Mays was mainly exposed in pass coverage this year. He often went for big hits when he could have easily intercepted or at least deflected the ball. He often took bad angles on receivers running deep and would either get beat or his raw athleticism would kick in to make a play.

Mays will not always be able to rely on his physical gifts, especially in the NFL when most receivers will be just as athletic. He must work on improving his lateral agility and become more instinctual on the field.

Another problem of Mays is his tackling. He often does not wrap up and is more preoccupied with laying a big hit. NFL running backs will make him pay next year if he does not properly tackle. Mays also has questionable hands for a centerfield-type safety. He only had five interceptions in his career, and three of them came his freshman year.
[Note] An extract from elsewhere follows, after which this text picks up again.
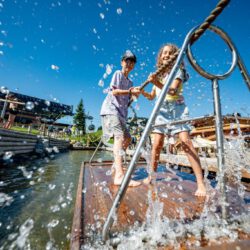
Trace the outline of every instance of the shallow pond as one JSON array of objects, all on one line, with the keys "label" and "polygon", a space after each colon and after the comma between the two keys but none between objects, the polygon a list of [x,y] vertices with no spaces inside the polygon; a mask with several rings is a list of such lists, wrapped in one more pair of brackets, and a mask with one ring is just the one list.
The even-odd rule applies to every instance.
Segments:
[{"label": "shallow pond", "polygon": [[69,248],[80,166],[92,153],[69,151],[0,168],[0,249]]}]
What We Can Expect at the Combine

Mays should be an absolute freak at the 2010 NFL Combine. He is rumored to run anywhere in the 4.2s or 4.3s. Either time would be unprecedented for someone his size and would only boost his draft stock.

However, the more important drill for Mays may be the shuttle drill.

Many scouts doubt his lateral quickness, and this drill would answer a lot of questions. This is the real drill that may decide if Mays is an early or late first round pick.

Mays will also be closely watched during the pass coverage drills. Scouts want to see him have smooth hips and a more natural feel as a safety, along with good hands.

Carrol has said Mays is an excellent kid and a student of the game. He should impress scouts during the interview portion. This too should improve his stock.

Players like Taylor Mays were made for the NFL Combine. He is a freak of nature athlete, who should floor some general managers—Al Davis?—and impress many scouts. Look for Mays to be a combine winner.